What's your call to action what do you want more people to understand about sexual violence?

“Know that you are not stronger being silent, you are just more isolated. Know that you are not being respectful when you don't engage, you are perpetuating silence. Speak your truth. Strength, healing, and hope come from finding that safe place where you can exhale. Believe when someone shares their experience. Hold a safe space, be present for them and listen.”

Why did you want to be a part of this PSA?

“I spent 25 years never speaking out publicly about my experience. RAINN offered me the safe space that I didn't even know that I still needed. I want others to know that there is a safe place for them. There are deeply compassionate people who are here for you. They are here to listen and support you, whatever your experience.”

Mollie Corbett

What advice for other survivors or other loved ones of survivors do you have about the healing process?

“Use what is in your hands to tell your story. Maybe that's a camera. Maybe it's a keyboard. Maybe it's a paintbrush. Maybe it's a podcast. Whatever it is, use it...loudly.”

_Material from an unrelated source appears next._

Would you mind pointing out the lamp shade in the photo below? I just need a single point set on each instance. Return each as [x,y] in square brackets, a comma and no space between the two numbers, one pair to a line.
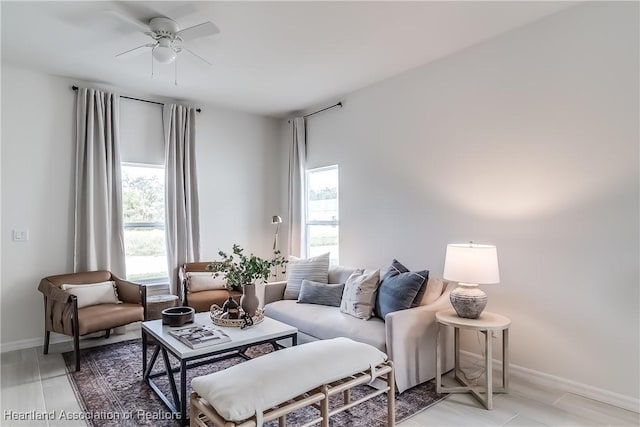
[471,263]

Why did you want to be a part of this PSA?

“Partnership with fellow advocates in other places. Connection and shared story. Exponential impact.”

What do you hope people get from watching the PSA?

“Awakened. I hope people get awakened to the pandemic of sexual trauma and work to be part of the solution. I hope they get as fired up as we are, and then I hope we all change things. For good.”

 

Seven out of 10 sexual assaults are committed by someone who knows the victim.